How is Yang Kee strategizing its growth regionally and globally?

Yang Kee is most comfortable dealing with more established, developed countries. Our experience in Oceania has been very positive and we now want to replicate that in the USA and Europe. A number of our MNC customers are based in these regions and thus we want to continue growing these relationships. Currently, our strength in the US is largely on international freight, and we seek to complement it by going into contract logistics there too. We believe US, the world’s largest economy, is also the next natural place to expand into. We want to capitalise on the key trade lanes to and from US, with US being a huge importer and exporter, and also tap on the opportunities in US with many of the MNC headquarters and decision making housed there. We do see strong trade links between the US, China, Europe and Oceania and these will be our focus for now with the possibility of expanding in the future. Regionally, we have presence in 11 other countries, and they are Australia, Malaysia, Thailand, Indonesia, Vietnam, Philippines, Cambodia, China, Hong Kong, New Zealand and the US, and we aim to continue building our networks there. 

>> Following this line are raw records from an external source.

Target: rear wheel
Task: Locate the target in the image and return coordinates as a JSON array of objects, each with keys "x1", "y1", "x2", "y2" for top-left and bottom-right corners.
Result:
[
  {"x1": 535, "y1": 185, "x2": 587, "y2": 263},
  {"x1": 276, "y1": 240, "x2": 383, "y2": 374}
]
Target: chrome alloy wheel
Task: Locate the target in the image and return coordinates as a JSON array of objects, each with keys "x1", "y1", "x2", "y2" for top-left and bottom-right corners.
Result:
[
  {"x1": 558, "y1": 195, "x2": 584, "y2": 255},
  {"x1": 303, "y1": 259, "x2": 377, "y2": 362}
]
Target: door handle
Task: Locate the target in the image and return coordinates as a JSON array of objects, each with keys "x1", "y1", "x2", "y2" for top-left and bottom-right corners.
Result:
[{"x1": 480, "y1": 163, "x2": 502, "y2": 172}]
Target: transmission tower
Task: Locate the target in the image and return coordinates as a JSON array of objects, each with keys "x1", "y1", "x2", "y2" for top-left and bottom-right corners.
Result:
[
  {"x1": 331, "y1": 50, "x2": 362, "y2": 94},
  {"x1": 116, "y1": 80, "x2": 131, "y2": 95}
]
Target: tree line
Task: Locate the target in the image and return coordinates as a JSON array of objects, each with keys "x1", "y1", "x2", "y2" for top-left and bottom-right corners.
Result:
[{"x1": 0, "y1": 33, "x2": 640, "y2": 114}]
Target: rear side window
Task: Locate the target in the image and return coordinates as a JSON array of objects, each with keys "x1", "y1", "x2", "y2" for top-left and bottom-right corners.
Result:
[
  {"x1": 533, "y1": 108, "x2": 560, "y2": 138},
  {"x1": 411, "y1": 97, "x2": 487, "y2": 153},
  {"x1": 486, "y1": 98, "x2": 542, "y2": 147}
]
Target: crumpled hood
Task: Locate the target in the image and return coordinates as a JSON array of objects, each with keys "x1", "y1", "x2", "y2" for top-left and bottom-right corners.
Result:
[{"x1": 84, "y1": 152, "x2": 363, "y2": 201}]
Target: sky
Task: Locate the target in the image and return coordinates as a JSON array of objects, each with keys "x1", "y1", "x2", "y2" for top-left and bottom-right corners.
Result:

What current opportunities do you see in the ASEAN logistics market?

The chemicals industry continues to grow in the region and I do see companies starting to increase their production capabilities in other ASEAN countries. There is also a growing middle class in the region, and this had led to increase demand for specialty chemicals. Generally Southeast Asia will see an increase in the requirements for petrochemicals logistics but currently their infrastructures do not support dangerous goods storage facilities – it is a scarce commodity in some of these markets such as Vietnam and Malaysia. The problem lies in the lack of regulations being enforced. The supply has not matched the demand with respect to dangerous goods storage facilities in the developing nations of ASEAN and this represents a great opportunity for Yang Kee.

What is your vision for Yang Kee going forward?

We are currently the largest homegrown logistics provider in Singapore, and have grown rapidly from an SME in Singapore to a regional player in the last few years. The next step for us is to grow into a company of international standing. We are achieving this through our recent acquisitions and the next two regions we will look to enter, either organically or through acquisitions, will be the USA and Europe. In the coming months, Yang Kee will be looking at yielding greater synergies from the network integration of shared international freight volumes between Fliway and Axima and cross selling opportunities in their combined customer bases to Asia.

As we continue to expand and grow globally, we are also mindful that we want to retain our agility, flexibility and nimbleness so as to respond quickly to the market and to our customers’ needs. I would also like to see us deepening our core strength in petrochemicals both in Singapore and the ASEAN region as well as further expansion into healthcare and lifestyle logistics.